Ah ja, hatte sie vielleicht aus diesen Tausend Leben genau dieses eine auserwählt – auserwählt, wie pathetisch das aus übergangen gefühltem Ich tönen mag. Doch, jetzt wird sogar die Hybris still … – wenn die Seele, die meine, dieses Leben für mich gewählt, dann kommt ihm wahrscheinlich Bedeutung zu. Wie bei Kant gehört, verstanden hoffentlich, nicht bloss rezitiert: was kann ich wissen? Was soll ich tun? Was darf ich hoffen? Was ist der Mensch, wenn etwas anderes – auch sei’s die Seele, und erst noch die meine – mir ein Leben zu beschieden hat? Ist mir so dann, auch etwas bestimmt, was ist mir bestimmt?
Heisst etwas, mich ins vermeinte Schicksal zu fügen?
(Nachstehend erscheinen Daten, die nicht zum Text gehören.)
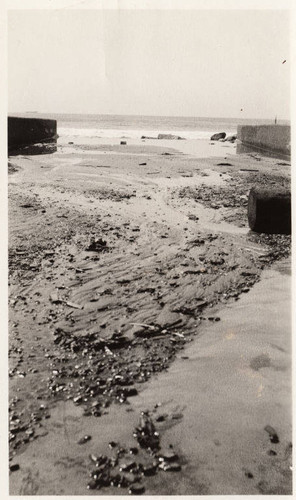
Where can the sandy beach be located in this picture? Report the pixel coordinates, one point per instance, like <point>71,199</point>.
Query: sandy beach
<point>125,260</point>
Oder, wenn ich es nicht wissen kann, es nicht hoffen darf, sondern fühlen mag? Was empfinde ich? Nun, jetzt, ja! So gewinnt dieses eine Leben, neben den anderen Tausend, an Bedeutung. Mithin erreicht das Gefühl – im Bewusstsein niedergefunden – ein ungebundenes Vermögen, diesem einen Leben Sinniges und Sinnhaftes zuzuerkennen. Mehr, klarer und differenzierter wahrzunehmen: nicht Schicksal ist es, ohne Raum für Wahl und Gestalt nach eignem Sinn. Mehr Fügungen, die dann zur Fügung werden, wenn ich mich noch Schemenhaftem zuwende, ihm im Scheinen meiner Träume und innigster Wünsche Klarheit schenke. Um bald darauf dafür entschieden, klar gezeichnet und mit meinem Streben vermählt, Wahrhaftigkeit zu schenken.
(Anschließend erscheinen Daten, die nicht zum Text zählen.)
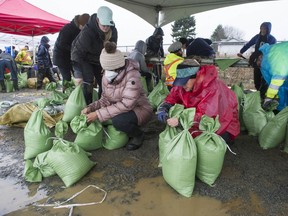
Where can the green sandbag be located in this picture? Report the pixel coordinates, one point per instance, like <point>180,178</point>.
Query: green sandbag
<point>180,159</point>
<point>211,149</point>
<point>158,94</point>
<point>69,161</point>
<point>170,132</point>
<point>91,137</point>
<point>274,132</point>
<point>31,174</point>
<point>75,104</point>
<point>253,115</point>
<point>36,135</point>
<point>41,164</point>
<point>61,128</point>
<point>78,123</point>
<point>238,90</point>
<point>114,139</point>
Das eine Leben, eines unter vielen, jedoch nur dieses eine, schenkt sich mir, offenbart mir meine Seele, mein ganzes Wesen ebenso – Wahrhaftigkeit geht in eine höhere Wirklichkeit ein, die Wahrheit selbst: sie bleibt dem unendlich Wissenden verborgen, nur wer glaubt, wer verstehend liebt, oder liebend versteht … . Ach, einerlei – Worte bloss: es ist alles eins, und erschliesst sich sicherlich dem Fühlen weit einfacher, stärker, rascher auch. Sind es Worte bloss, oder bergen sie deutungsvoll, bildlich kräftig, sinnlich weit, den tieferen Sinn, eröffnen sie, wohin die Bestimmung uns zuführt?
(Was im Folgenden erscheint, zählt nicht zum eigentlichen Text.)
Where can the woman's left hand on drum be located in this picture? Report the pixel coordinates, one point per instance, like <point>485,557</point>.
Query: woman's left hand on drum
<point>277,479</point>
Wie ergreift diese Erkenntnis meinen, nun hellwachen Geist – was hält er fest, der Weisheit Kern? Was hat er berührt, was bewegt mein Wesen, von Höherem ergriffen. Selbst Zweifel gehen auf im Vertrauen. Kein Hoffen drängt, kein Wissen verlangt, nur bewusst zu sein, zu wirken: alles, was sich zeigt, so anzunehmen, wie es ist. Was sich zum Guten anerbietet, ohne Verzagen mit eigenem Geschick zu mählen, Verantwortung für alles zu nehmen, frei von Last aus ihr, und sich diesem einen Leben hinzugeben, in ihm der Seele, sich auch, zu geben, was uns eingehen lässt, wo Innerstes und Höchstes sich einen.